Negli uffici tedeschi si sente da mesi lo stesso ritornello: scrivanie vuote, turni da coprire, chat interne in tilt. In media, ogni dipendente resta a casa per circa 3,5 settimane all’anno. Un numero che pesa sulle piccole aziende e mette in affanno la sanità di base. Chiunque abbia gestito un team lo sa: quando saltano due caselle in agenda, l’intera giornata si sbilancia.
In questo clima è maturata la stretta voluta da Merz, diventata il barometro di un Paese che tenta di rimettere in asse costi, fiducia e responsabilità. La spinta politica ha acceso il faro su pratiche fin troppo elastiche: le auto‑prescrizioni che scivolano tra le pieghe delle procedure, i certificati medici rilasciati per via telefonica o con piattaforme online lampo. La discussione ribolle da tempo, ma solo ora il dibattito è arrivato al centro della scena pubblica.
C’è anche una dimensione quotidiana, terrena: il lunedì mattina con le email che rimbalzano, il responsabile del turno che ridisegna la tabella al volo, il collega che scrive “mi spiace, influenza”. A volte è tutto limpido. A volte no. È qui che la politica ha trovato il varco.

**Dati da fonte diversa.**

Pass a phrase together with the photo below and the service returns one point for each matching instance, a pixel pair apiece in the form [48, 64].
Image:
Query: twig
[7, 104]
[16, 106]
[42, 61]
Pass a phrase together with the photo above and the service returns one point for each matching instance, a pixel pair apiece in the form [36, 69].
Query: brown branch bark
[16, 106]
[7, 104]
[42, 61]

Il nuovo indirizzo, presentato come riforma a firma Merz, punta a due leve semplici e di impatto: Stop ai certificati per telefono rilasciati senza visita o teleconsulto strutturato. La prassi nata in pandemia, poi stabilizzata per casi lievi, viene ridimensionata. Fine delle zone grigie intorno alle cosiddette auto‑prescrizioni: niente scorciatoie, nessun attestato “fai‑da‑te”. In Germania la regola già prevede il certificato del medico dopo pochi giorni di assenza; l’obiettivo è chiudere i varchi rimasti aperti, compresi i servizi online troppo disinvolti.
La cornice tecnica ruota attorno all’eAU, il sistema elettronico dei certificati di malattia, e a controlli più netti per i provider digitali. Tempistiche e dettagli applicativi non sono ancora pubblici in modo definitivo: il percorso normativo richiede atti formali e passaggi operativi. Ma la direzione è chiara e sta già orientando comportamenti di datori di lavoro e lavoratori.

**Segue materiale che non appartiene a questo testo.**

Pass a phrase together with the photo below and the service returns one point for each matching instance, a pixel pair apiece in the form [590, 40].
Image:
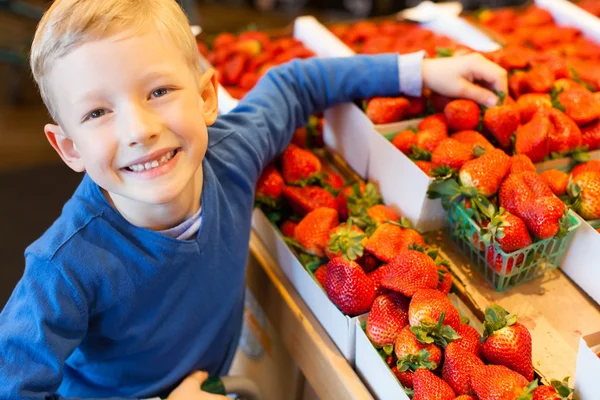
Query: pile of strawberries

Per chi siede dall’altra parte della scrivania, questa stretta parla di ordine. Un imprenditore di Colonia, raccontano, ha visto picchi di assenze a ridosso dei ponti festivi. Con regole più ferme, spera in un terreno di gioco meno scivoloso. È un sentimento che trova ascolto soprattutto fra chi ha organici corti e margini stretti.
Le associazioni dei medici di famiglia denunciano l’effetto boomerang: più code in ambulatorio per sintomi lievi, meno tempo per i cronici, fiducia incrinata. Difendono la telemedicina “vera” – quella con anamnesi e tracciabilità – e temono che si getti via il bambino con l’acqua sporca. Anche i sindacati avvertono il rischio di “presenteismo”: gente malata che va al lavoro per paura di non essere creduta.

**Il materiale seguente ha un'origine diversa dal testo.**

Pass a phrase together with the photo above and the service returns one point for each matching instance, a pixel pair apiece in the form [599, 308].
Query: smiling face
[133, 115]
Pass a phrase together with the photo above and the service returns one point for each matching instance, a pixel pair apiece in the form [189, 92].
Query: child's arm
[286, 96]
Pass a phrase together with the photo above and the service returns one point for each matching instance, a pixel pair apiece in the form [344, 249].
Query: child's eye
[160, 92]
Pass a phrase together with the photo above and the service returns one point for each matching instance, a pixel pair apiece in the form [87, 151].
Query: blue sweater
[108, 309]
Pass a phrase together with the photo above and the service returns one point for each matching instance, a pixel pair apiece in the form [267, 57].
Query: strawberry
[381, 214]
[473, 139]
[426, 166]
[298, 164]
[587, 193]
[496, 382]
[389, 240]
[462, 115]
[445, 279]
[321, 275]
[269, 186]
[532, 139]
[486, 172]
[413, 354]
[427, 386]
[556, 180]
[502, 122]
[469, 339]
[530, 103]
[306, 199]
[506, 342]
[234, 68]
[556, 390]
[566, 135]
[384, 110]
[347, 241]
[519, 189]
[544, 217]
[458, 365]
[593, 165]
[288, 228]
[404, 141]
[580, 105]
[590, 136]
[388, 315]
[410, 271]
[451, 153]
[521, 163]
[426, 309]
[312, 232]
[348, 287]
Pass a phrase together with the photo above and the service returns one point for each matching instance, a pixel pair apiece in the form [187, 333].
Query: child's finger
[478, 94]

Sullo sfondo c’è la cultura della malattia in Europa: Paesi diversi, abitudini diverse. La Germania storicamente punta su regole precise e coperture generose. Oggi quel patto si aggiorna. Senza demonizzare chi sta male, ma togliendo alibi a chi approfitta.
Resta una scena: mattina presto, tram affollato, nasi rossi e sciarpe strette. Quante di quelle persone sarebbero più tutelate con regole chiare e flessibilità ben disegnata? E quante, invece, hanno solo bisogno che ci si fidi di loro un giorno in più? In mezzo, tra ordine e fiducia, è lì che si decide se questa riforma lascerà il segno.